Generous gifts fuel hope, and the economy
Of all the challenges in medicine, none may be more maddening than the gap between new discoveries by scientific researchers and effective therapies for treating sick patients. Closing that gap takes more than money, but without money, the gap never will close.
Last week, the Danforth Foundation provided fresh gap-closing fuel — a $10 million gift to support research into neurological disorders at Washington University’s Hope Center. The money is dedicated to “translational research,” which specializes in figuring out how to turn new discoveries into usable treatments. It is an area that is chronically underfunded.

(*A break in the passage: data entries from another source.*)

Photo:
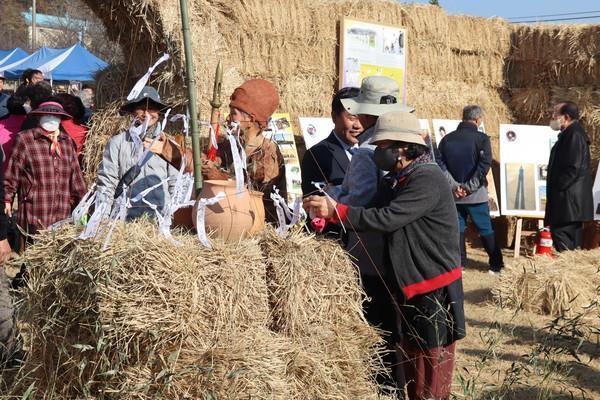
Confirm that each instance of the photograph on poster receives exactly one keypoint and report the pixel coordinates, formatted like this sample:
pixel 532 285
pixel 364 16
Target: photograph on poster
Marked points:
pixel 542 197
pixel 315 129
pixel 283 134
pixel 370 48
pixel 520 186
pixel 441 127
pixel 523 172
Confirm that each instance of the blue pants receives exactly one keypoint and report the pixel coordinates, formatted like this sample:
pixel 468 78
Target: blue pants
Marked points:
pixel 480 215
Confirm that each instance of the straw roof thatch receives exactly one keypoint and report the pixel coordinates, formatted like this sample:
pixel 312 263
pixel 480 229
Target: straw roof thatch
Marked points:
pixel 563 286
pixel 146 319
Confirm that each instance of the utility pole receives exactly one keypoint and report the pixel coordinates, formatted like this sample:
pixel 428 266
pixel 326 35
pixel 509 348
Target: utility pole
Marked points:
pixel 33 27
pixel 191 86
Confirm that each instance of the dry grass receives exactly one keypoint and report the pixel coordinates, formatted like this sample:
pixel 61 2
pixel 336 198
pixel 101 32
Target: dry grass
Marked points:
pixel 146 319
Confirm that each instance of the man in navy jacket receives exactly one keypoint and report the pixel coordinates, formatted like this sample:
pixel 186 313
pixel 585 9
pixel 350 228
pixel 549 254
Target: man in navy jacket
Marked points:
pixel 466 155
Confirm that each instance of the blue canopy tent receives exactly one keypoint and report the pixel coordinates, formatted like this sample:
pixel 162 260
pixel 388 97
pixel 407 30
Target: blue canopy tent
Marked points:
pixel 71 64
pixel 11 56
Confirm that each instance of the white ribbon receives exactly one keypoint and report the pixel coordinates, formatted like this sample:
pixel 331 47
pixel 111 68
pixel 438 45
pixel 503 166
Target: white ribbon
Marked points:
pixel 321 188
pixel 237 163
pixel 185 118
pixel 103 204
pixel 141 83
pixel 200 227
pixel 283 210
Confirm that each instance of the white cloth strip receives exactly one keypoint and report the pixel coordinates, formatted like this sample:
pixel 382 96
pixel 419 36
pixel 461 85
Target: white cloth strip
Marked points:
pixel 139 86
pixel 200 226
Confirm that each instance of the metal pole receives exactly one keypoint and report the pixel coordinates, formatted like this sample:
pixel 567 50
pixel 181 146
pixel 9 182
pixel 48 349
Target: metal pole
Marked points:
pixel 191 85
pixel 33 27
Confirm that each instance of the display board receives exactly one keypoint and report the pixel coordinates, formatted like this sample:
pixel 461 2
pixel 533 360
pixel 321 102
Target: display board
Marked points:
pixel 283 134
pixel 315 129
pixel 524 154
pixel 441 127
pixel 369 48
pixel 596 193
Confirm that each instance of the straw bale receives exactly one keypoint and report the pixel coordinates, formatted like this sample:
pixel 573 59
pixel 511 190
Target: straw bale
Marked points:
pixel 563 286
pixel 268 318
pixel 564 55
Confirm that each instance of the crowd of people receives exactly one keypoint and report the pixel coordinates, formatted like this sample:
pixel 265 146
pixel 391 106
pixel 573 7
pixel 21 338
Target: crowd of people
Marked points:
pixel 396 203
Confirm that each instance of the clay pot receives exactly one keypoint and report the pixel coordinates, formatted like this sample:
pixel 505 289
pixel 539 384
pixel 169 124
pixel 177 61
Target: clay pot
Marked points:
pixel 234 217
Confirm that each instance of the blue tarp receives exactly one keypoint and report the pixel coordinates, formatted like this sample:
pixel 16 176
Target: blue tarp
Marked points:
pixel 11 56
pixel 71 64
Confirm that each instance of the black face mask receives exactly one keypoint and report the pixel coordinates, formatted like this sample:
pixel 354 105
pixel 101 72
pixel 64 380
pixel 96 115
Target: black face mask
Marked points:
pixel 386 159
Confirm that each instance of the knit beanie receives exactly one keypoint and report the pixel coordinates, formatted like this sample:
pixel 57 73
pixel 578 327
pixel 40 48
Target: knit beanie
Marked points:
pixel 256 97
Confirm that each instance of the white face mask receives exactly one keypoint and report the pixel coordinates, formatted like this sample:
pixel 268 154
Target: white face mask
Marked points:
pixel 555 124
pixel 50 123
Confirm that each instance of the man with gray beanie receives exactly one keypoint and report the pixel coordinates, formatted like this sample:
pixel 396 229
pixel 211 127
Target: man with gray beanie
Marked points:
pixel 466 156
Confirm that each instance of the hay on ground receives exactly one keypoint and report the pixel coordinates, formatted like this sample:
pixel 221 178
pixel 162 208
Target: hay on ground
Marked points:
pixel 147 319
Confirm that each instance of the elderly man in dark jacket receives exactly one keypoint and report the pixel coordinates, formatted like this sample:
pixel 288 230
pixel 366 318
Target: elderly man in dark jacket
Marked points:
pixel 466 156
pixel 569 182
pixel 418 218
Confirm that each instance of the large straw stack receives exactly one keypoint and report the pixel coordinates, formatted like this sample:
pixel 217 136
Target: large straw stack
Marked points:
pixel 549 64
pixel 147 319
pixel 453 60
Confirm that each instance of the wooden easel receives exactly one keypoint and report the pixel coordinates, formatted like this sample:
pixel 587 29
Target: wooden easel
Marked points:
pixel 519 232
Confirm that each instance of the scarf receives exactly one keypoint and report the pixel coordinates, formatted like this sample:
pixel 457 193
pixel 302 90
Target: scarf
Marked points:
pixel 54 147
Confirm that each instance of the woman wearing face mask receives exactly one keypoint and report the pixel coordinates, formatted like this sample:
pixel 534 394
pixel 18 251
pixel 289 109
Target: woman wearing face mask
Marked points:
pixel 417 214
pixel 124 161
pixel 43 171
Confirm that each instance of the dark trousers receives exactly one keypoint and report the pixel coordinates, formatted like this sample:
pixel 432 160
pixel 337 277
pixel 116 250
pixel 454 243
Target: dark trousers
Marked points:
pixel 428 372
pixel 567 236
pixel 380 312
pixel 480 215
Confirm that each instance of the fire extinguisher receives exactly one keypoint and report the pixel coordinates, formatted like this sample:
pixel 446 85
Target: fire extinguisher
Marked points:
pixel 544 242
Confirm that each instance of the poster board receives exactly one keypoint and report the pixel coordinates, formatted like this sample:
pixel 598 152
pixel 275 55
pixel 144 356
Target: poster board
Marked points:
pixel 596 194
pixel 424 125
pixel 523 171
pixel 283 134
pixel 442 127
pixel 370 48
pixel 315 129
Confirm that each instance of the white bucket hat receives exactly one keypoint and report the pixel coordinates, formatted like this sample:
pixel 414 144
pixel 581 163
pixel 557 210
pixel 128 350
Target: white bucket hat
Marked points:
pixel 378 95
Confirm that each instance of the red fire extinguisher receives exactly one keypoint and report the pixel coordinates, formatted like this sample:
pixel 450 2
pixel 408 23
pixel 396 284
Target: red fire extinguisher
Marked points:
pixel 544 242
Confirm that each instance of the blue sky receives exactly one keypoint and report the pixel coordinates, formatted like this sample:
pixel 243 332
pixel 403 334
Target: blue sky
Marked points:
pixel 522 8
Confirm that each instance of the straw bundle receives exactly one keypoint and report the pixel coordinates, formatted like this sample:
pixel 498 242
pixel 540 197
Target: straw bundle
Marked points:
pixel 325 316
pixel 147 319
pixel 564 286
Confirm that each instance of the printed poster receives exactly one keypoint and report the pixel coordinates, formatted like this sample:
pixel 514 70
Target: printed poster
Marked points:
pixel 372 49
pixel 442 127
pixel 283 135
pixel 315 129
pixel 596 193
pixel 523 171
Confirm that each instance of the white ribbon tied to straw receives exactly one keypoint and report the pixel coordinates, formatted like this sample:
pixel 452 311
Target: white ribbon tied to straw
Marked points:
pixel 238 164
pixel 139 85
pixel 84 206
pixel 200 227
pixel 283 210
pixel 321 188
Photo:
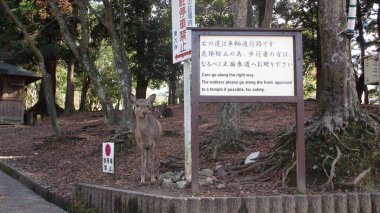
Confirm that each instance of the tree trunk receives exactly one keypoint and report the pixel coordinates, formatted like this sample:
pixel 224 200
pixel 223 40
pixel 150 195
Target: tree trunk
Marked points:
pixel 84 106
pixel 142 86
pixel 360 86
pixel 172 85
pixel 69 98
pixel 120 56
pixel 82 55
pixel 51 69
pixel 229 130
pixel 338 94
pixel 268 12
pixel 47 82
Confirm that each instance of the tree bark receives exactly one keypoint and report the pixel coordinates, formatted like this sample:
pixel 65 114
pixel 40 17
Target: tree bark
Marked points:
pixel 47 82
pixel 83 106
pixel 360 86
pixel 120 56
pixel 69 98
pixel 268 12
pixel 81 54
pixel 172 85
pixel 338 94
pixel 141 87
pixel 229 130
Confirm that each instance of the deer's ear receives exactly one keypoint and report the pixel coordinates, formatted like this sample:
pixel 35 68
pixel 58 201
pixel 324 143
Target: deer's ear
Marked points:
pixel 151 98
pixel 132 98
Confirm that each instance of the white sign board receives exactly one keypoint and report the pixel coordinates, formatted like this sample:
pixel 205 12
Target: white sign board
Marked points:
pixel 183 15
pixel 108 157
pixel 370 70
pixel 246 65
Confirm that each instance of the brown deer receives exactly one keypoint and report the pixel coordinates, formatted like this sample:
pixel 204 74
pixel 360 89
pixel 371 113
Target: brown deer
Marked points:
pixel 148 131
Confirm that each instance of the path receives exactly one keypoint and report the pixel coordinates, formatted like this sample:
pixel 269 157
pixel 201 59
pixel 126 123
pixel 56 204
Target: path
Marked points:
pixel 16 198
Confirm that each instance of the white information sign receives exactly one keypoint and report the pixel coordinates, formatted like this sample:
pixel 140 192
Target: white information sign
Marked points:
pixel 108 157
pixel 370 70
pixel 183 15
pixel 246 65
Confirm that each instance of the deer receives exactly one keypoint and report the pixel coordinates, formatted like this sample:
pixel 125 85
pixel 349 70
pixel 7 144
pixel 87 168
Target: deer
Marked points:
pixel 148 132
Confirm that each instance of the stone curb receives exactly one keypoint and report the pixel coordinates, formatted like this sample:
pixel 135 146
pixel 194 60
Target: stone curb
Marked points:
pixel 108 199
pixel 35 187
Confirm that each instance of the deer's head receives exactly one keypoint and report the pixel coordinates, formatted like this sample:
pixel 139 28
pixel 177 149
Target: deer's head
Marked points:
pixel 142 107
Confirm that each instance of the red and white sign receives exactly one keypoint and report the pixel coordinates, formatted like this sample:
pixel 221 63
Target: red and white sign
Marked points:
pixel 108 157
pixel 183 15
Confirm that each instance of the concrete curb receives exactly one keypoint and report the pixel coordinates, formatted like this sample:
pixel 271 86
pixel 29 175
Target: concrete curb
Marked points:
pixel 108 199
pixel 35 187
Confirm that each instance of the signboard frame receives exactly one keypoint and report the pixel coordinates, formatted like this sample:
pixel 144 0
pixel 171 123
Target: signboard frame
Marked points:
pixel 183 16
pixel 297 98
pixel 108 159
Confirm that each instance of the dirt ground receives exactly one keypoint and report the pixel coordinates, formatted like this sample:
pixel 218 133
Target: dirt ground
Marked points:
pixel 59 165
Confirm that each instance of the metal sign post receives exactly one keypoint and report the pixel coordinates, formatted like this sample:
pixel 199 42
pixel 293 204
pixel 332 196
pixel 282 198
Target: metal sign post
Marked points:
pixel 247 65
pixel 378 76
pixel 183 16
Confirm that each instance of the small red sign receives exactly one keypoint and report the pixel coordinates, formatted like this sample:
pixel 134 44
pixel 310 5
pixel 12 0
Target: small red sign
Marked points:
pixel 108 150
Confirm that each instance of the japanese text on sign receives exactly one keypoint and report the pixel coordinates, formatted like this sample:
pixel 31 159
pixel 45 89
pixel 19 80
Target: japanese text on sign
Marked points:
pixel 246 66
pixel 108 157
pixel 183 16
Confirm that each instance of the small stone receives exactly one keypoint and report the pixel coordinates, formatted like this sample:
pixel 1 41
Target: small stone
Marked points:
pixel 177 177
pixel 206 173
pixel 220 172
pixel 163 176
pixel 181 184
pixel 167 183
pixel 218 167
pixel 205 181
pixel 220 186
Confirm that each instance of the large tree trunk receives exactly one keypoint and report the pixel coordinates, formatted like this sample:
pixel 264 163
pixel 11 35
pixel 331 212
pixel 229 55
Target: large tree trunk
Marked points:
pixel 141 87
pixel 51 69
pixel 84 106
pixel 69 97
pixel 360 86
pixel 120 57
pixel 229 129
pixel 172 99
pixel 338 94
pixel 268 12
pixel 82 55
pixel 47 81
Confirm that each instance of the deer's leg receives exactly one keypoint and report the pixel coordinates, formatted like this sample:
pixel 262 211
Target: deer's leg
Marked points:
pixel 143 164
pixel 151 164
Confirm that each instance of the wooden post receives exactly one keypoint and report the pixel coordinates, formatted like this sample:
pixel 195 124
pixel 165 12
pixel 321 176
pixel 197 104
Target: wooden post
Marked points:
pixel 187 118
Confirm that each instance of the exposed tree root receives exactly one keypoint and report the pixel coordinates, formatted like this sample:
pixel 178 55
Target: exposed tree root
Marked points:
pixel 358 178
pixel 330 135
pixel 332 169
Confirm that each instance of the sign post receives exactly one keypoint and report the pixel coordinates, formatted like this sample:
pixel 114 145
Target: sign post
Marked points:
pixel 108 157
pixel 378 76
pixel 248 65
pixel 183 16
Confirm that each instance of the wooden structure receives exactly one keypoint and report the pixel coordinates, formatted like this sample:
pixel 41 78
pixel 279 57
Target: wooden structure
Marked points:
pixel 13 80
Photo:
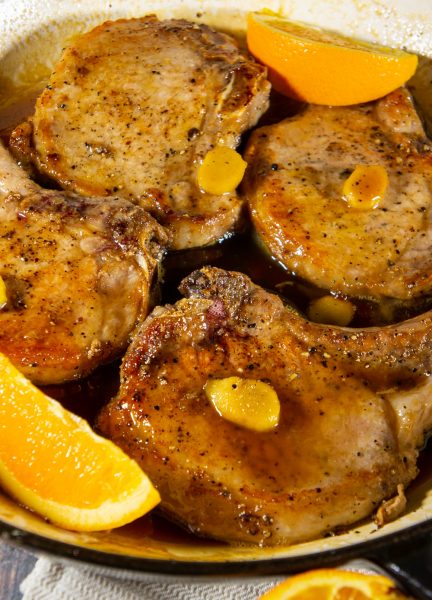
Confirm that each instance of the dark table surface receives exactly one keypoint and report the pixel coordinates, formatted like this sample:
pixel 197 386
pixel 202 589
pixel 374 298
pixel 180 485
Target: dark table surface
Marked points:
pixel 409 564
pixel 15 564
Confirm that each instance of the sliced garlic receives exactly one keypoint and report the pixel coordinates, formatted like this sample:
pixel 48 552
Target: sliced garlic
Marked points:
pixel 3 295
pixel 331 310
pixel 249 403
pixel 221 171
pixel 365 187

The Danforth Foundation grant was the week’s second major research funding announcement involving Washington University. On Monday, Arch Coal, Peabody Energy and Ameren Corp. announced a $12 million gift to fund research into so-called clean-coal technology. Arch and Peabody, two of the nation’s largest coal companies, hope to make St. Louis a national center for studying sustainable coal technology.
Scientific research is one of the region’s biggest economic engines. In 2007, Washington and St. Louis universities received more than $395 million in research funding from the National Institutes of Health alone. Millions more go to help fund the work at the Danforth Plant Science Center and other regional institutions.
The two gifts announced last week will help fuel remarkable research being conducted here. It includes investigating the possibility of environmentally sustainable uses of America’s most abundant energy source — coal — and unraveling neurological disorders such as amyotrophic lateral sclerosis (Lou Gehrig’s disease), Alzheimer’s disease and multiple sclerosis.
More importantly, they fuel hope for a better future.